Mathematical LaTeX Expression Extraction with OmniDocs
Overview
OmniDocs provides multiple specialized extractors for LaTeX mathematical expression recognition. Each extractor is implemented as a standalone class that can be imported and used independently, following a consistent interface pattern.
Available LaTeX Extractors
1. DonutExtractor
Document Understanding Transformer for mathematical expressions.
from omnidocs.tasks.math_expression_extraction.extractors.donut import DonutExtractor
# Initialize extractor
extractor = DonutExtractor(device='cuda', show_log=True)
# Extract from image
result = extractor.extract("path/to/math_equation_image.png")
print(result.expressions[0]) # Prints LaTeX code
2. NougatExtractor
Neural Optical Understanding for Academic Documents.
from omnidocs.tasks.math_expression_extraction.extractors.nougat import NougatExtractor
# Initialize Nougat extractor
extractor = NougatExtractor(device='cuda', show_log=True)
# Extract from academic paper image
result = extractor.extract("paper_with_equations.png")

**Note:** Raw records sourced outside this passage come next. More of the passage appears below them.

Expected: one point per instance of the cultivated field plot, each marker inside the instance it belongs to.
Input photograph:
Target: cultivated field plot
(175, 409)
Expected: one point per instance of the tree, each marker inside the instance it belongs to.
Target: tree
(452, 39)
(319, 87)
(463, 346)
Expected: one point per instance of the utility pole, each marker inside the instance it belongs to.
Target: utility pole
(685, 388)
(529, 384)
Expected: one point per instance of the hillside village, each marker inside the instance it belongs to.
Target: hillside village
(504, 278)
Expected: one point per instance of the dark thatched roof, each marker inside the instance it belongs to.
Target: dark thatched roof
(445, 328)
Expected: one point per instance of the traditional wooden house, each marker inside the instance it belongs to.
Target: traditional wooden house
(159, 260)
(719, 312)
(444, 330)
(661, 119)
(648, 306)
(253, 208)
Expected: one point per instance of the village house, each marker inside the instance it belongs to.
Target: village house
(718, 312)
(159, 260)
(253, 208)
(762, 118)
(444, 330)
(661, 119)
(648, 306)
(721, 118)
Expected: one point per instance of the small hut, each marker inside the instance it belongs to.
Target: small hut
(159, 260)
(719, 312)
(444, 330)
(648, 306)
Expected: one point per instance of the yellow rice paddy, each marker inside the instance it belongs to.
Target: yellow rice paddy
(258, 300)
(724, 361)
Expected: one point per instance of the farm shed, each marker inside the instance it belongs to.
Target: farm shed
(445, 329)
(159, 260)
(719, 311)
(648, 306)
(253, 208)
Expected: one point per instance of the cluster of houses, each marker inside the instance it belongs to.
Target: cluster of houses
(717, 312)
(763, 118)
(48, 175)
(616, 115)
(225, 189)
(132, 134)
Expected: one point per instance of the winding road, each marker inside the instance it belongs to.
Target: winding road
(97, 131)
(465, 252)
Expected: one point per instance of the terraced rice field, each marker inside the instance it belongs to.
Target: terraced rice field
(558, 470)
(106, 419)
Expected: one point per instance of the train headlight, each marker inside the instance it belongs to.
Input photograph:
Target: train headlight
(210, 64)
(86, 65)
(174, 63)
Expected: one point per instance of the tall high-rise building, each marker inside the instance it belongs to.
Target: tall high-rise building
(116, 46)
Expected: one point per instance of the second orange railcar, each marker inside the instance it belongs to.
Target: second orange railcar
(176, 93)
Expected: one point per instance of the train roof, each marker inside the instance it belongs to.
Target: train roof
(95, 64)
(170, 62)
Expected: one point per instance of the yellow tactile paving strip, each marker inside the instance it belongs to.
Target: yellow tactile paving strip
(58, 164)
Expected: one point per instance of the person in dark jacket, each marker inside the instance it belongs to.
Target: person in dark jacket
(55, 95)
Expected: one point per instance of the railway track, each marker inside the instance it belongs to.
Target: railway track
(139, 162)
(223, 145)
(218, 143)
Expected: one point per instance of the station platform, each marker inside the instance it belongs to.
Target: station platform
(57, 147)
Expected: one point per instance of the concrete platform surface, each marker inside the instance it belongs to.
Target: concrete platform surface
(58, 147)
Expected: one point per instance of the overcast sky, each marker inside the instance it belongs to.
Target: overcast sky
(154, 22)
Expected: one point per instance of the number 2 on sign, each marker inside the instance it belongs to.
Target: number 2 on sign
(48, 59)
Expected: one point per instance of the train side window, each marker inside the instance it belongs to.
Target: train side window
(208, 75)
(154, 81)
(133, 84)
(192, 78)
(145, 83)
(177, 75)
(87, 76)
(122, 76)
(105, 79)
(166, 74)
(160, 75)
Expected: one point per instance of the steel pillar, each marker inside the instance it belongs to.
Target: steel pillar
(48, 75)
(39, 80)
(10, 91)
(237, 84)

print(result.expressions[0]) # Mathematical expressions in LaTeX
Common Usage Patterns
Basic Extraction Workflow
# Choose your preferred extractor
from omnidocs.tasks.math_expression_extraction.extractors.donut import DonutExtractor
# Initialize
extractor = DonutExtractor(device='cuda', show_log=True)
# Extract expressions
result = extractor.extract("equation_image.png")
# Access results
for i, expr in enumerate(result.expressions):
print(f"Expression {i+1}: {expr}")
Batch Processing Multiple Images
import os
from omnidocs.tasks.math_expression_extraction.extractors.donut import DonutExtractor
# Initialize extractor once (choose Donut, Nougat, SuryaMath, or UniMERNet)
extractor = DonutExtractor(device='cuda', show_log=True)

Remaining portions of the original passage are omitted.